What it isn’t known for is its architecture. Well, that’s not fair. We do have some examples of pretty stunning architecture. It’s hard to get people to agree on what is actually ‘good’ in any city, but I think it’s safe to say that things like the Muttart Conservatory, the Space and Science Centre (sorry, Telus World of Science) and the Hemingway Pool stand out. And there are some good examples of interesting and modest prairie architecture spanning back to the 19th century. The problem is we’re not very good at keeping many of these things around. We have a predilection for tearing down just about anything if we think we can squeeze in some stucco condos or a parkade in its place. Which gives birth to a term that my friend Karen Campos and I have coined for the type of architecture that tends pop up in these situations: post-awesome.
The City has another name for this type of design: ‘crap architecture’. It was becoming such a problem that in 2005 our Mayor declared ‘zero tolerance for crap architecture’. People cheered, tears were shed.
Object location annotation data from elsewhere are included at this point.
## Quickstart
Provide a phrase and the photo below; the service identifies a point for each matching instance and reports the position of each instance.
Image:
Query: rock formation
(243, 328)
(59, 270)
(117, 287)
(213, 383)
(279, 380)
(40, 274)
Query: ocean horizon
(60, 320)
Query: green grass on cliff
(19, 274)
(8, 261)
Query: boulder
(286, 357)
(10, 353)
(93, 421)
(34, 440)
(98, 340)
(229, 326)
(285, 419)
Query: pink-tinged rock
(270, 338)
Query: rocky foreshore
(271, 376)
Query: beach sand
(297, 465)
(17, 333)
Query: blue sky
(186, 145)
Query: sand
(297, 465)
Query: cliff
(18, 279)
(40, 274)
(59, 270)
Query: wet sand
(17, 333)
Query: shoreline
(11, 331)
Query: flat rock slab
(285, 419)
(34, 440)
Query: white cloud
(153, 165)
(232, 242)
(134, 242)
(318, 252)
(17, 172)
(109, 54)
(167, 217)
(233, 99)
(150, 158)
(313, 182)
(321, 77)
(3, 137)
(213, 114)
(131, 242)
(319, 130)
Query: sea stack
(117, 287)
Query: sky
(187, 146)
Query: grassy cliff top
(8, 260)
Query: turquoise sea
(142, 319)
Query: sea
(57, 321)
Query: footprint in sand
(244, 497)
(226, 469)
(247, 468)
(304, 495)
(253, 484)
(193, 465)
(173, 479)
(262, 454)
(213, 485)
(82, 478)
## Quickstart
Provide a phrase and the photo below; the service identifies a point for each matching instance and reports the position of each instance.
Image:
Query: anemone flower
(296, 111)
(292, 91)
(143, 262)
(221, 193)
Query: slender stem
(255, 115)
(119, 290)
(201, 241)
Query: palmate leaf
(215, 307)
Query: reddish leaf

We thought excitedly about what could replace the post-awesome wastelands stretching out to the edges of our fertile farmland.
But have we actually stopped building crap architecture? This blog will examine crap architecture/post-awesome design in all its glory in Edmonton, try to figure out how we can start building things that are truly worthy of the beautiful city we live in, and celebrate the things that are done well in the city. All with a good measure of tongue planted firmly in cheek.